Aydın, seyircisiyle çok içli dışlı. Neredeyse konuklarından çok, seyircisiyle iletişim halinde. Reklam aralarında soluğu, seyircisinin yanında alıyor. Kadınlar ona dertlerini anlatıyor, derman arıyorlar. İş arayan çocuklarının CV'sini Aydın'ın eline tutuşturanlardan tutun da, tüp bebek yaptırmak için yardım isteyenlere kadar herkes sunucunun etrafını sarıp ağlaşıyor. Bunun yanında kimileri de "Seni çok seviyoruz, kızım da aynı şekilde. Senin programın boyunca başlamaz, televizyonun önünden ayrılmıyor" diye sevgi gösterisi yapıyorlar. Birçoğu da ısrarla Aydın'ın imzalı resmini istiyor. Şimdiye dek resim bastırmaya ihtiyaç duymayan Aydın, "Artık yolu yok, bu kadar istek üzerine herhalde imzalı resim bastıracağım" diyor.
Reytingi kanallar arasındaki çocuksu bir yarış gibi gören Hayat Güzeldir ekibi, "Sayılmanın hedefi reklam almaksa, zaten böyle bir sorunumuz yok. Biz mümkün olduğunca eli yüzü düzgün ve kaliteli bir program yapmaya çalışıyoruz" diyor. Önceden, Aydın Havası'nda çalışmış olan programın yapımcısı Gülru Bilgin, "Aydın Havası'na kaliteli bir şey katamazsınız çünkü bunun için sunucunun kaliteli olması gerekiyor. Ama Aydın Havası çok seyrediliyor" diyor.
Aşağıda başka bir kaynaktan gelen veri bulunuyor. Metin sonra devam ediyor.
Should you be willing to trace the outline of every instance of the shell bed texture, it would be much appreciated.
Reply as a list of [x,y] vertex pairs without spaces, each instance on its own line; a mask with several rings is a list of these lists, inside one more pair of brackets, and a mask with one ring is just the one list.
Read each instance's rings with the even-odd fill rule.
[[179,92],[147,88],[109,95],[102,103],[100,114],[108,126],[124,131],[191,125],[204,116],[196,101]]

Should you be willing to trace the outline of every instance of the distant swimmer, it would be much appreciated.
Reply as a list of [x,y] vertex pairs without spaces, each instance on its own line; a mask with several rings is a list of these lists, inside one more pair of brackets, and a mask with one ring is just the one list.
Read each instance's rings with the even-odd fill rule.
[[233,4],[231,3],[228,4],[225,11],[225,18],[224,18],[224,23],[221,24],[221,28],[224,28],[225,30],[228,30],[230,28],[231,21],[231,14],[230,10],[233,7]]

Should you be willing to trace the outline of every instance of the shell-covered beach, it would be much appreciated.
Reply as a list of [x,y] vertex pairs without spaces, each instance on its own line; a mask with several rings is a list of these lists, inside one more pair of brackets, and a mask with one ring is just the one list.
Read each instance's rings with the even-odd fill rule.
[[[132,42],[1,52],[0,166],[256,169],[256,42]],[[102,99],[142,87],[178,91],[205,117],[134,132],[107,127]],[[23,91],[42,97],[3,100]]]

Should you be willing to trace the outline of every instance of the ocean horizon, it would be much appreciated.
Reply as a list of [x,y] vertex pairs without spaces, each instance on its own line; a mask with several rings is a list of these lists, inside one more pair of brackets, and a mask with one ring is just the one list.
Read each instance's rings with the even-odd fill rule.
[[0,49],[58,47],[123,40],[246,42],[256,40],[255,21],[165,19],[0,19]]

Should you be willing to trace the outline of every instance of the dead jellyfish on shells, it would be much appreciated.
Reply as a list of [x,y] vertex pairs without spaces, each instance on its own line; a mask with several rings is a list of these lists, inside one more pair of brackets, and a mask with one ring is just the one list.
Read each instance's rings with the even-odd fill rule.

Kadın programlarına ziyaretimiz sırasında, seyircilerle konuştuk. Onlar, buraya stres atmaya geliyorlarmış. Kadın programlarını gezerek hem birkaç sanatçı görmüş oluyor, hem de göbek atarak kurtlarını döküyorlar. Sabah, Seda Sayan'ın programıyla başlayıp akşama dek tüm programları gezenler var. Kimisi çoluğunu çocuğunu getiriyor, kimi diğer kadın arkadaşlarıyla buluşup geliyor. "Hayat pahalı, 50 milyon verip bir gazinoya gidemiyoruz" diyor, onları programa getiren 'grup başları'na üç milyon TL vererek, eğleniyorlar. Seyirciler programlara katılmak için kanallardan para almıyor, aksine üzerine para veriyorlar. Her programa seyirci getiren grup başları var. Her sabah, bir yerde buluşup grup başlarının kiraladıkları otobüslere doluşuyor ve stüdyoya yol alıyorlar. Grup başları, bu hizmet karşılığında kanallardan para almadıklarını, seyircilerden aldıkları paranın ancak otobüs ve cep telefonu masrafını karşıladığını söylüyorlar. "Fiksler var. Onlar her yerdeler" diyen sunucu İclal Aydın, bu durumu "Geçen gün gece geç saatte bir programa konuk oldum. Bir baktım, seyircilerin arasında benim seyirciler vardı. 'İclal, kurban olayım sana' diye seslendiler. Çok komik, gurbette arkadaşını görmek gibi bir şey" diye açıklıyor. Stüdyo gezerleri en çok Sabah Yıldızları'nı beğeniyor, konuk olarak en çok Sibel Can'ı görmek istiyorlar.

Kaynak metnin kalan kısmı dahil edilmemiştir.